Here’s why we are concerned that the latter development seems more likely for 2010.

An Unlikely Scenario
While we have already acknowledged that rough prices are back to prerecession levels, the first scenario would require a similar rise in polished. This would have to be spurred by a considerable increase in demand for diamond jewelry at the consumer level. Initial reports indicate that overall retail Christmas sales were in line with, if slightly above, 2008 levels. Consider, too, that jewelry sales tend to lag behind overall retail. This means that demand for diamond jewelry was only as good as 2008’s season of deep recession. It will take some time still, certainly beyond 2010, before jewelry retail sales — and with it polished prices — return to prerecession 2007 levels.

Mining Weakness
Perhaps more significant, however, are trends and expectations in the rough market. Diamond cutters have projected rough prices will soften in the first quarter of 2010, with the influx of goods being supplied to the market. 

Taken at face value, this influx of rough should have a softening effect on prices. However, as seen during the second half of 2009, the rough market has developed a life of its own and has not been playing according to logical supply-demand principles.

Transitioning into 2010, we recognize that the top mining companies are under extreme pressure to meet their debt payments. De Beers is negotiating to renew a $1.5 billion bank loan facility that runs out in March. Faced with tougher negotiating terms, De Beers shareholders agreed to inject $1 billion in the company to increase its net asset value, which would give it a stronger case in the negotiations. In June, the company reported total debt of about $4 billion. ALROSA, too, reported that it ended the year with sizable debt of $3.3 billion. Lev Leviev, who owns a stake in Angola’s mines, will likely dip into his personal wealth to pay off the $2 billion debt owed by Africa Israel, his real estate company.
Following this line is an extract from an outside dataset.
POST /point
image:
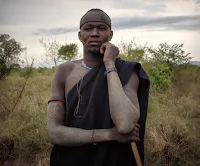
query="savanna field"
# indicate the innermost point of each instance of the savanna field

The bottom line is that for these mining companies, 2010 could be a do-or-die year. They have to increase sales for their own survival. De Beers and ALROSA, which combined account for about 65 percent of the market, simply cannot survive another year of sales to the market some 40 percent to 50 percent shy of “normal” levels, as was the case in 2009 (see graph on this page). With such weak balance sheets, they will have to do what they can to boost revenues by increasing volume and price. Facing those pressures, there is a very limited possibility that they would implement any price decreases.

Certainly by the initial signs, both De Beers and ALROSA have strong ambitions for the year. ALROSA said it expects sales to rise 51 percent to over $3 billion for the year, of which $872 million are expected to sell to the state repository Gokhran, and the remaining $2.1 billion worth to the market. Similarly, market sources estimate that

De Beers has set a target of around $4 billion in rough sales, about 28 percent higher than 2009. Overall, manufacturers are expecting up to $3 billion worth of rough to enter the market in the first quarter of 2010.

Buy, Cut and Sell
There remains a fine line between whether De Beers and other mining companies follow the polished market and whether consumers set the pace. Given recent trends in the rough market, the former would appear true. Either way, will there really be sufficient consumer demand to utilize $3 billion worth of rough in the first quarter of 2010?

As manufacturers anticipate a softening of prices to accompany the increase in rough supply, they may be falling into the illusion that the rough and polished markets are working in sync with each other. They are not. In fact, the gap that developed between the two markets has intensified and could well be approaching its breaking point.

Diamantaires will, in all likelihood, continue to be pressured by miners to stock up and buy rough high, even as retailers push back on polished prices and avoid buying for inventory. To survive, diamond cutters need to end the cycle by buying strictly according to need — in order to cut, in order to sell. If not, as tough a year as 2009 was, 2010 may yet prove tougher.